Denk nu niet dat je rust hebt als je achter het anker ligt. Je vaart en ligt op zout water dus het is zorgen de slijtage voor te blijven want dat wil wel in deze environment. Om eens wat te noemen; de bulletalies wassen en opbergen (we varen toch alleen maar aan de wind en zo hangen ze maar zout te worden aan de reling) en is het tijd om de verstaging eens goed na te lopen. Ontzouten en weer nieuw vet op de plek waar de stag de terminal ingaat (tip van Sjoerd en het werkt super; door de warmte loopt het vet vanzelf naar binnen en zo geen roest strepen). De vlag repareren (compleet uitgewaaid). Alle bouten controleren op lostrillen en waar nodig weer vastzetten, het onderwaterschip controleren (heerlijk), zoals altijd wat poetswerk en het “zetten” van een nieuwe drukknop op de hor voor als we weer in windstille gebieden komen en we die bescherming hard nodig hebben.

Eigenlijk zou de was ook gedaan moeten worden, maar ik durfde het eerst met die harde wind niet aan. Ja, in een mum van tijd droog maar of er dan nog vezels zijn overgebleven? Gelukkig hoopt de was zich niet op. We hebben ook niet veel om ‘t lijf en het moment voor de lakens zullen we later moeten pakken. Uiteindelijk toch maar gedaan met een droogtijd van 5 minuten. Je zou denken tijd over maar dat had je gedacht. Met deze veeleisende bemanning is er altijd wat te doen. Een hoovertje, de wc een beurt, opruimen en nog eens opruimen, koffie maken en de voorbereidingen treffen voor het eten, zoals altijd een hoogtepunt op de Livingstone.

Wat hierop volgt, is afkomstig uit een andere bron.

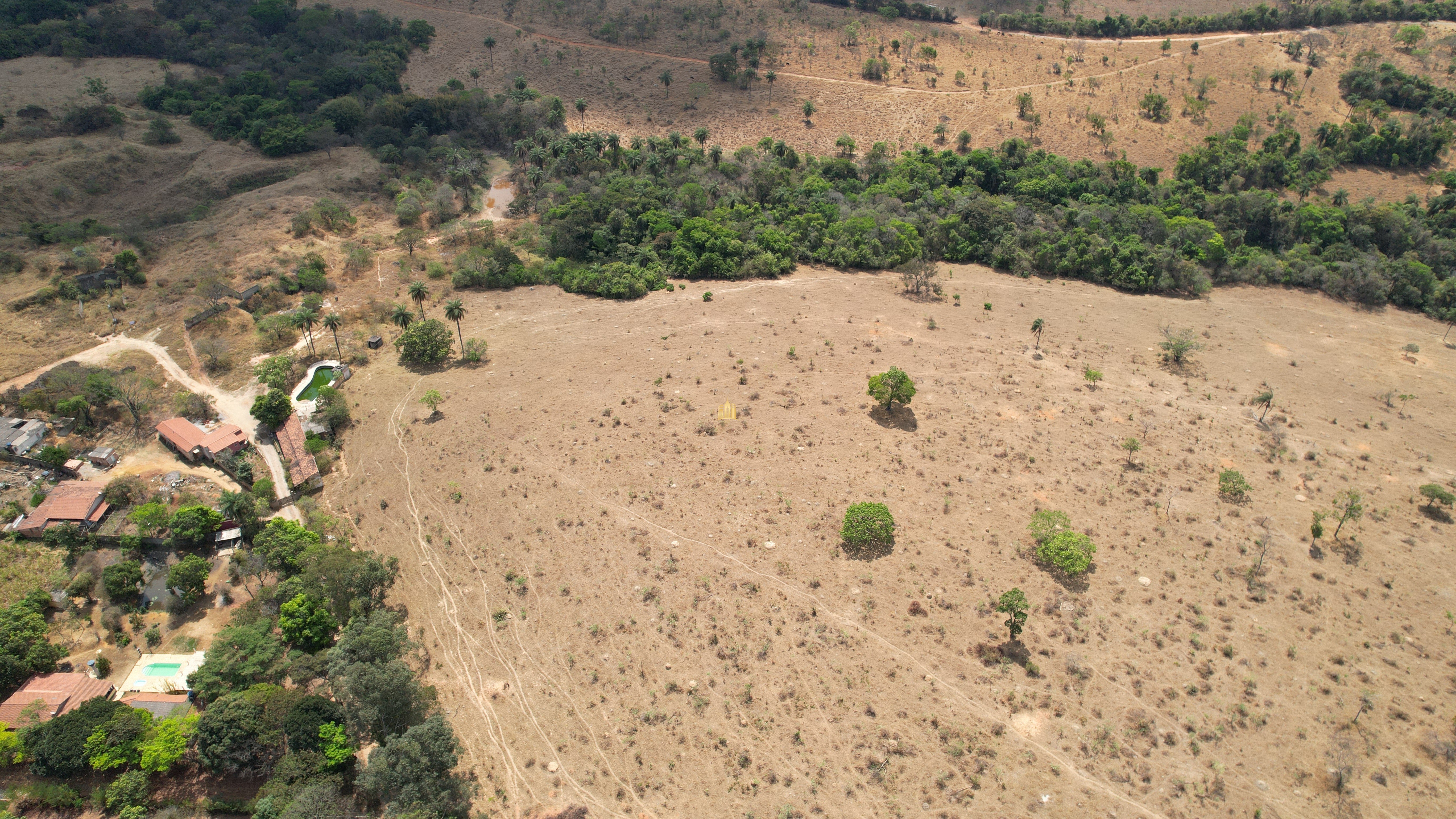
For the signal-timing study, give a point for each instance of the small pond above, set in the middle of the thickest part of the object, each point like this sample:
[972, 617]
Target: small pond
[321, 378]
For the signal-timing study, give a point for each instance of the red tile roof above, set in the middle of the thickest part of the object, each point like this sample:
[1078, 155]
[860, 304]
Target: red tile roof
[69, 502]
[292, 445]
[183, 433]
[223, 438]
[60, 693]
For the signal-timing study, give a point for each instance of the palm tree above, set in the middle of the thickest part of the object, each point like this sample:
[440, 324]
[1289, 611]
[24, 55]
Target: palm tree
[419, 291]
[455, 311]
[303, 320]
[333, 321]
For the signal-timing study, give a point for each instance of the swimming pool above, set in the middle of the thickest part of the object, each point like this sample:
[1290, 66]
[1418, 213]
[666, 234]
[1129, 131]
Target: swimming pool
[321, 378]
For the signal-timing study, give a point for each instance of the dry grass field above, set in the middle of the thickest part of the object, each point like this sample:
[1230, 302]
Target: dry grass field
[643, 611]
[638, 610]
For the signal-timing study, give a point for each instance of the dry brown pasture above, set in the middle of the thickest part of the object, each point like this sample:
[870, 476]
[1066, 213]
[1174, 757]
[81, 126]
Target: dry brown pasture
[632, 607]
[621, 82]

Plop, plop, plop, plop, . . . . . . . . . . . . . . . daar gaan 14 eieren de plomp in. Wat ons nog nooit is overkomen gebeurt nu; alle eieren zijn bedorven dus plop, zonder AH in de buurt waar we even nieuwe kunnen kopen. Daar gaat ons culinaire hoogstandje; sla met een pittige knoflooksaus met daaroverheen een omelet met cheddar kaas. Ondertussen doen we ons te goed aan de ingeslagen sinaasappelen, ananas, en papayas. Dit betekent goed dooreten want voor de rot optreedt moet het op zijn. Aan vitamine D geen gebrek maar als die versigheid op is slikken we wat extra vitamine C. Het ziet er naar uit dat Puerto Rico volgende week kan worden aangelopen met alle verse luxe die dat weer met zich mee zal brengen. Tot die tijd: “op is op”.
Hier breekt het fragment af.